Der neue Arbeitgeber kann den Urlaub aber trotzdem gewähren, weil der Arbeitnehmer schon im Vorfeld auf die Buchung hingewiesen hat. Anders sieht es aus, wenn Doppelansprüche bestehen. Prinzipiell hat ein Arbeitnehmer nämlich nur Anspruch auf den einmaligen Urlaub, also auf beispielsweise 24 Werktage pro Jahr. 

Wechselt der Arbeitnehmer den Arbeitgeber, stellt der alte Arbeitgeber einen Nachweis für den neuen Arbeitgeber aus, aus dem hervorgeht, wie viele Urlaubstage der Arbeitnehmer bereits genommen hat.  

Das Gleichbehandlungsgesetz, kurz AGG

Dieses Gesetz regelt die Rechte alle Arbeitnehmer, unabhängig von Geschlecht, Herkunft, Religion, Gesundheitszustand oder sexueller Orientierung. Dabei benennt das Gesetz, welche Maßnahmen zulässig und welche unzulässig sind und auch bei wem die Beweislast liegt. Von besonderer Bedeutung ist das AGG dabei auch im Zusammenhang mit der Personalbeschaffung, denn prinzipiell müssen alle Bewerber als Person gleich behandelt werden.

Ein praktisches Beispiel: 

Ein Unternehmen schreibt eine Stelle aus, bei der es um eine Führungsposition geht, die eine entsprechende Qualifikation und langjährige praktische Berufserfahrung voraussetzt. Ein Bewerber erfüllt zwar alle Anforderungen, ist jedoch sehr jung und erhält aus diesem Grund eine Absage. 

Bewerber wegen beruflicher Anforderungen unterschiedlich zu behandeln, ist zulässig, wenn die jeweilige Anforderung angemessen ist und für die jeweilige Position eine entscheidende Rolle spielt. Ist dies aber nicht der Fall, könnte die Absage angefochten werden.  

Das Berufsbildungsgesetz, kurz BBiG

Dieses Gesetz beschäftigt sich mit der Ausbildungsordnung und regelt die Pflichten beider Vertragsparteien. Daneben enthält das Gesetz Hinweise zu Freistellungen und Kündigungen sowie zur Vertragsniederschrift. Letztere ist deshalb sehr wichtig, weil jugendliche Auszubildende in vielen Fällen einen Ausbildungsvertrag nur dann abschließen können, wenn ein Erziehungsberechtiger diesen ebenfalls unterschreibt. 

Ein praktisches Beispiel: 

Eine Berufsausbildung endet in aller Regel mit einer Abschlussprüfung. Meist wird einige Zeit vor der Prüfung ein Gespräch geführt und in diesem Zuge geklärt, ob der Azubi als Mitarbeiter übernommen wird oder ob nicht. 

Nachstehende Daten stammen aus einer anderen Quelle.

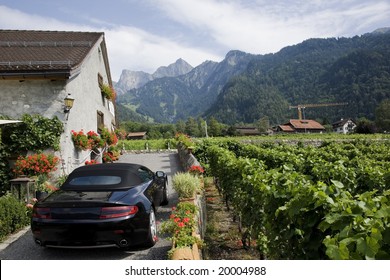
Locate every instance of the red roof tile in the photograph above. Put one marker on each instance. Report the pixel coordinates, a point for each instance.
(306, 124)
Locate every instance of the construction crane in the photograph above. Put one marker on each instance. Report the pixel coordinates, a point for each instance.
(303, 106)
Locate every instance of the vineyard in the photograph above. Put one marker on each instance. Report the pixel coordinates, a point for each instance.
(299, 201)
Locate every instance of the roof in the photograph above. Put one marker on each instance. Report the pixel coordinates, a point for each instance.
(305, 124)
(31, 52)
(247, 130)
(341, 122)
(286, 128)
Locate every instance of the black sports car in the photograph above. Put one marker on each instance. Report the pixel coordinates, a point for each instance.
(102, 205)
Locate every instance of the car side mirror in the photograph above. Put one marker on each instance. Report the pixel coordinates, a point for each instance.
(160, 174)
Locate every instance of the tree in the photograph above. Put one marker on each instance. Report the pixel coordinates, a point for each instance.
(192, 128)
(214, 127)
(365, 126)
(382, 116)
(181, 126)
(263, 124)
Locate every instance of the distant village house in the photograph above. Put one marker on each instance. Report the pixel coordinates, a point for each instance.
(301, 126)
(344, 126)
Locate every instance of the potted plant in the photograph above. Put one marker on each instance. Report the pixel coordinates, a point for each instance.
(182, 226)
(108, 92)
(185, 184)
(80, 140)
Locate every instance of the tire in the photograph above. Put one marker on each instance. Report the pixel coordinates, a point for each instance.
(152, 232)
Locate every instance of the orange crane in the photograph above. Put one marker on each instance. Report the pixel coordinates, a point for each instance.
(303, 106)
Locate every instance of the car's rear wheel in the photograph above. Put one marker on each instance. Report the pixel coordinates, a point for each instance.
(152, 236)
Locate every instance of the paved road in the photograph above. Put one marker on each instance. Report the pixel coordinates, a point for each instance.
(25, 249)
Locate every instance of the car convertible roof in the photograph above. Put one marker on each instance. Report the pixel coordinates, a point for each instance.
(127, 171)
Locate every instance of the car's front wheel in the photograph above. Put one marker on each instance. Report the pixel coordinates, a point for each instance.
(152, 234)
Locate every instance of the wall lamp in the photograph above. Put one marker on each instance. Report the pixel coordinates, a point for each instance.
(69, 100)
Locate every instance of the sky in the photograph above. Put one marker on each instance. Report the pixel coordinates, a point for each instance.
(144, 35)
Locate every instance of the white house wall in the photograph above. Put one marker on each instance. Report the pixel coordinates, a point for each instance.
(85, 89)
(46, 98)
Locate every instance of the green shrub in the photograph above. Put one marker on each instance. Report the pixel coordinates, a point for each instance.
(13, 215)
(185, 184)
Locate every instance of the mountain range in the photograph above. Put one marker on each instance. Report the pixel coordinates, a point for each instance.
(246, 87)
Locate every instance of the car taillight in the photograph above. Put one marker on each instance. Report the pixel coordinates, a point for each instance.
(41, 213)
(117, 211)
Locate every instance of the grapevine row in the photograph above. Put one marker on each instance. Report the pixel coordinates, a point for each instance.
(329, 202)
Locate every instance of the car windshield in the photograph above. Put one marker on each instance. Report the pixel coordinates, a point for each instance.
(95, 180)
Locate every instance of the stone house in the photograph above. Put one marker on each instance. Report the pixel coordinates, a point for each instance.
(39, 69)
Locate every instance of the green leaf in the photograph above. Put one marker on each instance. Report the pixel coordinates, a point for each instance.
(338, 184)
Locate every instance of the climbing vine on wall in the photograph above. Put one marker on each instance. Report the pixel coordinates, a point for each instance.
(34, 133)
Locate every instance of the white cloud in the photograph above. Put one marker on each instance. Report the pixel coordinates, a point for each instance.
(267, 26)
(134, 49)
(212, 27)
(128, 48)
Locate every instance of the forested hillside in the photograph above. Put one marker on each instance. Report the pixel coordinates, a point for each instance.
(353, 70)
(245, 87)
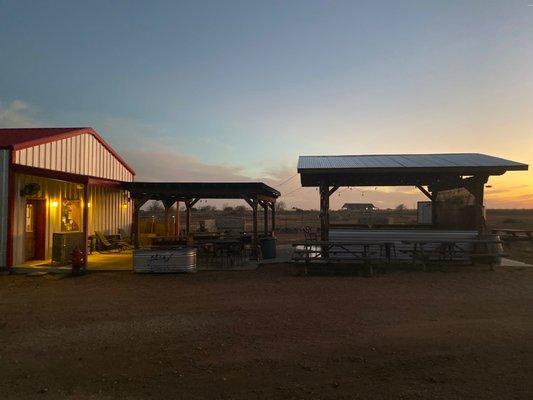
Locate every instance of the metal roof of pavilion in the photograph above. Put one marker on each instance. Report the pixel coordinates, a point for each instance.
(399, 169)
(204, 190)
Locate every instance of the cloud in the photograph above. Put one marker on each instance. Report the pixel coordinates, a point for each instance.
(175, 166)
(16, 115)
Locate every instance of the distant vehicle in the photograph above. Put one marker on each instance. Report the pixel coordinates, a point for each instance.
(359, 207)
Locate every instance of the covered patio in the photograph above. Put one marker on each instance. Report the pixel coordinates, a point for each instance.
(255, 194)
(437, 176)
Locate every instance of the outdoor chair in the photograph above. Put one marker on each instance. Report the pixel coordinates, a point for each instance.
(105, 245)
(124, 236)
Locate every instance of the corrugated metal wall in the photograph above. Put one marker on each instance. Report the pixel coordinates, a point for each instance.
(4, 194)
(82, 155)
(106, 211)
(110, 210)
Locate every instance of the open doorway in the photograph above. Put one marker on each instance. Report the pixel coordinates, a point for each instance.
(35, 229)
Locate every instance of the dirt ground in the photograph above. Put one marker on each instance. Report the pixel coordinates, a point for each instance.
(455, 334)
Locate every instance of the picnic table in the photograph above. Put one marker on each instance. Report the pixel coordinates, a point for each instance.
(362, 251)
(514, 234)
(453, 249)
(223, 251)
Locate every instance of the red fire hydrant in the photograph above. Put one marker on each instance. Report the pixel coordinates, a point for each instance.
(78, 261)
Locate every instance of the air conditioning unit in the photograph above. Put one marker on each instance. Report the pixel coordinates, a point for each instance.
(64, 243)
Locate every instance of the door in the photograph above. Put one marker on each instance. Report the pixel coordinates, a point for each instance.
(35, 230)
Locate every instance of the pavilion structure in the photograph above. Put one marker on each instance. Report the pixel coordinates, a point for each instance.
(431, 173)
(256, 194)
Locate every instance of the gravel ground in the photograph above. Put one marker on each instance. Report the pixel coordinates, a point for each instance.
(463, 333)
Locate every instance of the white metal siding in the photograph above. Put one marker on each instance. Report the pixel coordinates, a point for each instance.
(4, 211)
(82, 155)
(106, 212)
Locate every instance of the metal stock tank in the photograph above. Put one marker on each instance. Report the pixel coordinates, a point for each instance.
(165, 260)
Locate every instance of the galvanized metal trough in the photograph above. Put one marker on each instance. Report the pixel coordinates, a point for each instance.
(165, 260)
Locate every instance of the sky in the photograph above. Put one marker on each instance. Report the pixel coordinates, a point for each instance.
(237, 90)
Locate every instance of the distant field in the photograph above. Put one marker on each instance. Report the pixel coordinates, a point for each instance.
(294, 221)
(289, 224)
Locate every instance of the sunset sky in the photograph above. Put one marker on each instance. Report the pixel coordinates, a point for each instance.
(236, 90)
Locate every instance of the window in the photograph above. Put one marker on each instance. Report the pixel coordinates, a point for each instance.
(29, 217)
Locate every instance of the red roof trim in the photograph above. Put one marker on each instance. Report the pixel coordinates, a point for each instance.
(64, 176)
(58, 134)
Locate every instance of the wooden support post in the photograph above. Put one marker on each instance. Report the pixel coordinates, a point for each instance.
(177, 220)
(273, 214)
(166, 220)
(324, 211)
(265, 217)
(255, 239)
(189, 204)
(476, 186)
(85, 221)
(167, 203)
(135, 230)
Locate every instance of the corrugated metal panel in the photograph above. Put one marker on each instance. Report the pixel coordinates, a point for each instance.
(82, 155)
(106, 212)
(4, 195)
(405, 161)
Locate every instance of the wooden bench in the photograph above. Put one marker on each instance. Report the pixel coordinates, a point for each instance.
(514, 234)
(453, 251)
(366, 253)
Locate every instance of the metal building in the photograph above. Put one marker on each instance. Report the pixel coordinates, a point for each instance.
(58, 180)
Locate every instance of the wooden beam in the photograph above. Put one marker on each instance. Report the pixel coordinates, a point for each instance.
(426, 192)
(333, 190)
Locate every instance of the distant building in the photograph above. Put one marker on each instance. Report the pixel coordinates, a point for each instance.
(359, 207)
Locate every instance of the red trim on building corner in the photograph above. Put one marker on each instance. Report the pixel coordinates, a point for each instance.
(64, 133)
(10, 210)
(64, 176)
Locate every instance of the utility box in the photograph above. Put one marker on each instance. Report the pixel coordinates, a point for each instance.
(424, 213)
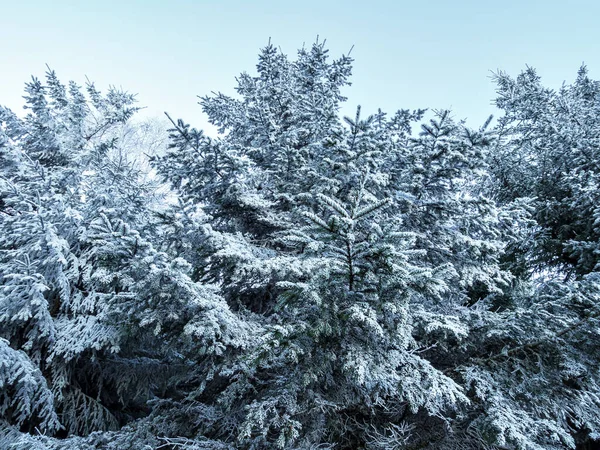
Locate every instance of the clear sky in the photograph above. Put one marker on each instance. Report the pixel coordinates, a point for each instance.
(413, 54)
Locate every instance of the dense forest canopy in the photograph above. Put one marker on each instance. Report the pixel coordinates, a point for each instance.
(303, 280)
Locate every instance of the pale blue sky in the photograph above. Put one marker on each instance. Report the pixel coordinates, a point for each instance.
(407, 54)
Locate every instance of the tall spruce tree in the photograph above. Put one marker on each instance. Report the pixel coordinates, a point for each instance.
(312, 281)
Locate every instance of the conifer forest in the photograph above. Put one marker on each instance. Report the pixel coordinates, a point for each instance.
(303, 280)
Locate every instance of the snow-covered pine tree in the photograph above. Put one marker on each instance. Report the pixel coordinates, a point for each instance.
(253, 202)
(94, 319)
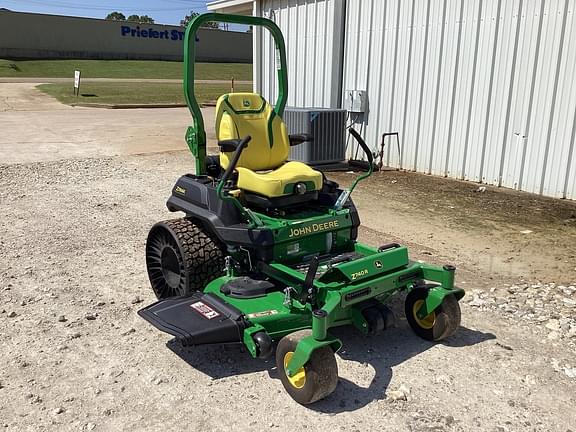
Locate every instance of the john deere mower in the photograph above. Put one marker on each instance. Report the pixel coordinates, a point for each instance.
(267, 255)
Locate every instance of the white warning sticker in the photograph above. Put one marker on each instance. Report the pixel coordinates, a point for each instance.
(205, 310)
(262, 314)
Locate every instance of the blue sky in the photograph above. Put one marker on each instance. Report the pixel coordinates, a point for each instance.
(163, 11)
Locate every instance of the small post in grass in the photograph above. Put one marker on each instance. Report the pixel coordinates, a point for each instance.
(76, 83)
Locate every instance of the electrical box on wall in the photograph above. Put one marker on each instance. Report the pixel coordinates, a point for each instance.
(355, 101)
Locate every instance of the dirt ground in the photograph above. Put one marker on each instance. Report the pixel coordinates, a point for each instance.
(75, 356)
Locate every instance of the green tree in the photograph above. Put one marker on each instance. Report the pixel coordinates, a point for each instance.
(144, 19)
(188, 18)
(116, 16)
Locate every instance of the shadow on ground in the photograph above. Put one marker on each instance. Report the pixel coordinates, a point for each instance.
(382, 352)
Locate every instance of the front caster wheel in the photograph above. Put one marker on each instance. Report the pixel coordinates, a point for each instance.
(316, 380)
(437, 325)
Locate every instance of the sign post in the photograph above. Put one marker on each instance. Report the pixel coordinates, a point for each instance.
(76, 83)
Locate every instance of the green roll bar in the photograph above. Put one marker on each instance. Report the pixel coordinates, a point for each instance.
(196, 134)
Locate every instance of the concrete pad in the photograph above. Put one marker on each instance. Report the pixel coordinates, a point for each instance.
(26, 97)
(35, 128)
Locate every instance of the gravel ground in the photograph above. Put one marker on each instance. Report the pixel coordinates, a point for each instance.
(75, 356)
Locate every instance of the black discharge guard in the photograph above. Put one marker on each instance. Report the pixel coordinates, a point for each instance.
(196, 320)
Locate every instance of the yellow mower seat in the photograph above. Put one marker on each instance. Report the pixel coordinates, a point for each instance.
(262, 168)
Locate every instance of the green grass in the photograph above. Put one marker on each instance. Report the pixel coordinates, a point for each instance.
(121, 69)
(135, 93)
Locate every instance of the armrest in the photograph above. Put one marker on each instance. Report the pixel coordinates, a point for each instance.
(229, 145)
(297, 139)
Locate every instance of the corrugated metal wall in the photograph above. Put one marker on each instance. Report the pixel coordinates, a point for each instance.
(312, 29)
(481, 90)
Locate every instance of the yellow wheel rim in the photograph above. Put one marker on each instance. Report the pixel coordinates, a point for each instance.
(428, 321)
(299, 378)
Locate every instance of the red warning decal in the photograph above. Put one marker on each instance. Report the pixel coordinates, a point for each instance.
(205, 310)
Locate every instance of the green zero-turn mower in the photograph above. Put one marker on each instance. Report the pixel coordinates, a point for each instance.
(267, 253)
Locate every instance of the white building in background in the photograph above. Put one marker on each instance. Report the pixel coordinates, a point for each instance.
(481, 90)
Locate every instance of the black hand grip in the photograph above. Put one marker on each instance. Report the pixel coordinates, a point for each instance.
(229, 145)
(309, 280)
(237, 153)
(362, 143)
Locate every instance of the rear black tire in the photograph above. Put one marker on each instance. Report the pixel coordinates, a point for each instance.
(321, 371)
(181, 258)
(438, 325)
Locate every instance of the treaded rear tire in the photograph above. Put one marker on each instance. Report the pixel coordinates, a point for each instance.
(182, 257)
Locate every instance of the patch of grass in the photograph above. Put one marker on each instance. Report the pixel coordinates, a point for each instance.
(121, 69)
(135, 93)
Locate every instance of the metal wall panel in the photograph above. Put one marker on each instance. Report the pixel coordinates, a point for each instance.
(480, 90)
(314, 39)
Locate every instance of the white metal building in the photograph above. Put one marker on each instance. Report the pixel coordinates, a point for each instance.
(482, 90)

Findet ein solches Gespräch nicht statt und wird der Azubi nach der Abschlussprüfung weiter beschäftigt, beispielsweise weil aktuell Personalmangel herrscht, wird damit ein Arbeitsverhältnis auf unbestimmte Zeit begründet, auch wenn letztlich keine Details geklärt wurden.